To do this, first clone the repository and install the required node modules:

# cloning the repository is not necessary for this tutorial as a clean place for the code
git clone https://github.com/JuanIrache/gopro-telemetry
cd gopro-telemetry
npm init -y
npm i gpmf-extract gopro-telemetry --save

2. Copy the example

In the repository you will find the following example code (that I have slightly changed it with path_to_your_file.mp4 replaced with GS018422.mp4 and output_path.json with GS018422-full-telemetry.json);

const gpmfExtract = require('gpmf-extract');
const goproTelemetry = require(`gopro-telemetry`);
const fs = require('fs');

const file = fs.readFileSync('GS018422.mp4');

gpmfExtract(file)
.then(extracted => {
goproTelemetry(extracted, {}, telemetry => {
fs.writeFileSync('GS018422-full-telemetry.json', JSON.stringify(telemetry));
console.log('Telemetry saved as JSON');
});
})
.catch(error => console.error(error));

Paste this code into a new file GS018422-full-telemetry.js;

vi GS018422-full-telemetry.js 

Now copy GS018422.mp4 into the directory;

pip install gdown
cd samples
# Use test 360 GS018421.360
gdown --id 1SYjVOwQcALg8gQLq8BLLbALEW33PlVT2

3. Run the example

And finally, run the newly created .js file like so;

node GS018422-full-telemetry.js

If all has been successful, you will see a message like this;

Telemetry saved as JSON

And in the directory, you should see a .json file called GS018422-full-telemetry.json (you can modify the filename in GS018422-full-telemetry.js by replacing the value GS018422-full-telemetry.json with your desired filename).

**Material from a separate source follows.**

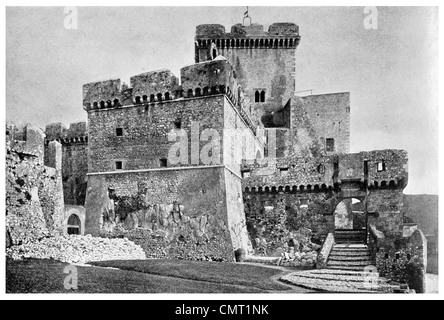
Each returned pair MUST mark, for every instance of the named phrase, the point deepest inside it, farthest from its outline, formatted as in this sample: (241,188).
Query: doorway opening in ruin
(74,225)
(350,215)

Here is a prettified version of the output file.

4. Examining the output

Depending on the camera, model, settings and accessories used, you will see values reported for various streams, e.g. (ACCL: 3-axis accelerometer, GYRO: 3-axis gyroscope, GPS5: Latitude, longitude, altitude (WGS 84), 2D ground speed, and 3D speed…)

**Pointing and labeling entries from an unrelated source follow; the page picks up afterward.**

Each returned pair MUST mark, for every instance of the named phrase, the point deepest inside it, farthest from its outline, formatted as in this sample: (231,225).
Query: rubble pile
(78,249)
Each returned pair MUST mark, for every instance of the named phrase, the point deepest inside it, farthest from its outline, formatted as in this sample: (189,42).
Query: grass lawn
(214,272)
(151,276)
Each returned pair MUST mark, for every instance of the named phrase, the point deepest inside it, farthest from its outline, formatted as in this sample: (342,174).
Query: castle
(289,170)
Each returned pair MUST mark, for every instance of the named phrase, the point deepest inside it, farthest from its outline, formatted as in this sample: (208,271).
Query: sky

You can find information on what many sensors are called (and what cameras / modes produce data for them) here.

For our work we’re mainly interested values from the GPS, accelerometer and gyroscope sensors. Here are some snippets of how this data is presented (I have added comments into the code to describe some of the values too):

GPS GPS5

"GPS5": {
  "samples": [
    {
      "value": [
        51.2725456, // latitude
        -0.8459696, // longitude
        82.008, // altitude
        0.044, // 2D ground speed
        0.04 // 3D speed
      ],
      "cts": 162.33, // milliseconds since first frame
      "date": "2021-09-04T07:24:07.744Z",
      "sticky": {
        "fix": 3, // 0, 2D, 3D
        "precision": 164, // geometric dilution of precision * 100
        "altitude system": "MSLV"
      }
    },

Which is reported like so (snippet from end of file);

        "name":"GPS (Lat., Long., Alt., 2D speed, 3D speed)",
        "units":["deg","deg","m","m/s","m/s"]},

Accelerometer ACCL

"ACCL": {
  "samples": [
    {
      "value": [
        -9.424460431654676, // x
        -0.47721822541966424, // y
        -1.4004796163069544 // z
      ],
      "cts": 176.875, // milliseconds since first frame
      "date": "2021-09-04T07:24:07.744Z",
      "sticky": {
        "temperature [°C]": 28.021484375
      }
    },

Which is reported like so;

        "name":"Accelerometer (z,x,y)",
        "units":"m/s2"},

Gyroscope GYRO

"GYRO": {
  "samples": [
    {
      "value": [
        -0.07348242811501597, // x
        -0.03194888178913738, // y
        0.003194888178913738 // z
      ],
      "cts": 176.073, // milliseconds since first frame
      "date": "2021-09-04T07:24:07.744Z",
      "sticky": {
        "temperature [°C]": 28.021484375
      }
    },

Which is reported like so;

        "name":"Gyroscope (z,x,y)",
        "units":"rad/s"}

x, y, and z axes

GoPro IMU Orientation

5. Experiment with some custom options

Using the script as defined above will output all available data.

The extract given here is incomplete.